Employment and integration: the key points of the new Flemish government

Flemish prime minister designate Jan Jambon has presented the programme of his new government accord to the press.  Mr Jambon intends to govern Flanders for the next five years in a coalition of Flemish nationalists, Christian democrats and liberals.

Mr Jambon said his team had the ambition of taking Flanders ahead so that it becomes a point of reference in Europe.

Employment is a major challenge. Employment levels need to be raised from 75% to 80%, an ambitious goal.  This means creating 120,000 new Flemish jobs.  The intention is that as many people as possible can contribute to society also by working. A job bonus will make the difference between working and not working bigger to encourage more people to work. Tax breaks will be introduced to benefit the low skilled and the low paid. Low paid workers should see several hundred euros a year more in their pay packet at the end of the year.

More efforts will be made to re-school workers with greater guidance from the employment agency after three months of unemployment.

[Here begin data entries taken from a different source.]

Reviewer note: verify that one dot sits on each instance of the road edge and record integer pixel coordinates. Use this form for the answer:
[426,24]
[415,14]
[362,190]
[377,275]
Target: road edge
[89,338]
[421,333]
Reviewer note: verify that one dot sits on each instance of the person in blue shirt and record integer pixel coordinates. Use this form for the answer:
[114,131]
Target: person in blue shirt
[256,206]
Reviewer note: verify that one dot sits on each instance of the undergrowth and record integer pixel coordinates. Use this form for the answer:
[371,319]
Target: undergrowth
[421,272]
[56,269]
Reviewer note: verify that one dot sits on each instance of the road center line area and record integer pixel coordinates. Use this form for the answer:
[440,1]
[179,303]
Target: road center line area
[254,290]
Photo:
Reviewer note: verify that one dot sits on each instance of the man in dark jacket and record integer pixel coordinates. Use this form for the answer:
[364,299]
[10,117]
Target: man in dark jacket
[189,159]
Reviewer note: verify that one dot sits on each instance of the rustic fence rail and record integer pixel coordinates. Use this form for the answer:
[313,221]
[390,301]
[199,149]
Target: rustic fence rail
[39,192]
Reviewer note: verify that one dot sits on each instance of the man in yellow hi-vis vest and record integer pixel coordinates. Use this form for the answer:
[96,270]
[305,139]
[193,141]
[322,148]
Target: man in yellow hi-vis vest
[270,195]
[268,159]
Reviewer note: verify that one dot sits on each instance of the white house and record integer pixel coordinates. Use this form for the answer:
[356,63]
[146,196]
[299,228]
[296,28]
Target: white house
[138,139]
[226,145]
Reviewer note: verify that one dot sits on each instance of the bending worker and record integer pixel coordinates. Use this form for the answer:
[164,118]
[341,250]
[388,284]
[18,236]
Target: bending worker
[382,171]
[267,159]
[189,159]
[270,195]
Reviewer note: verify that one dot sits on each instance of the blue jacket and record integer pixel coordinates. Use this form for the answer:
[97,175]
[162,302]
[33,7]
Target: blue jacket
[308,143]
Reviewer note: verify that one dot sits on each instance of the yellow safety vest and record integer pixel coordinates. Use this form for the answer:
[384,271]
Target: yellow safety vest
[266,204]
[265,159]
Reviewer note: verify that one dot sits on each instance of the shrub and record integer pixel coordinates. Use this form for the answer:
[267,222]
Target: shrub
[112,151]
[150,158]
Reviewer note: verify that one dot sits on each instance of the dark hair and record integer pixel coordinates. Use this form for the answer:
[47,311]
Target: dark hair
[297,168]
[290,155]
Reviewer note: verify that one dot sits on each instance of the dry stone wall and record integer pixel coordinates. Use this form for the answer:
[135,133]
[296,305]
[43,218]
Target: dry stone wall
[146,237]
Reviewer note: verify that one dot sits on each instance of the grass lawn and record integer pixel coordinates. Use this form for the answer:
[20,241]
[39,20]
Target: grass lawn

Newcomers will be obliged to register with the employment agency too. People who have been unemployed for more than two years will have to do community service.

The result of the 26 May general election revealed a great malaise and a feeling that all burdens are not equally shared Mr Jambon said.

Greater demands on newcomers will be made. “The entrance ticket will be more expensive but once you are a member you will benefit fully from all provisions” Mr Jambon added.

Asylum seekers will no longer receive child allowance, but their children will get free schooling. There will be a greater emphasis on Dutch in integration courses and newcomers will be asked to sign a Flemish participation declaration. Newcomers will follow Dutch and social orientation courses and will have to pay a fee.

Mr Jambon insisted on the need for neutral education without ideological or religious symbols: “Schools operating against our fundamental values will lose recognition” he noted.  “Good and local imam training anchored in our values is the goal”.

In education the government hopes to beef up quality, address teacher shortages, provide good guidance for pupils and address capacity concerns.

The importance of knowledge of Dutch was underlined: greater language integration efforts will be made too for all pupils who require this.

The new government will also focus on social policy.  There will be greater investment in care homes and other care provisions with more staff and ceilings on charges.  Working parents will get priority in child day care.  The tax advantage of owning a home will be shifted to a tax advantage on purchasing a home: buying a home will be cheaper than owning a home with property purchasing taxes being reduced by 1%. Local people will get priority for social housing.  Residence in Belgium during the last ten years will be required while income levels too will be checked.

Environment too is a priority for the new administration: greenhouse gas emissions will be cut by at least 80% by 2050.  Mr Jambon pointed to the fact that Flanders possesses the know-how to do this. Another goal is a doubling of wind and solar energy by 2030.

In local government voting in local elections will no longer be compulsory, while the list vote will disappear.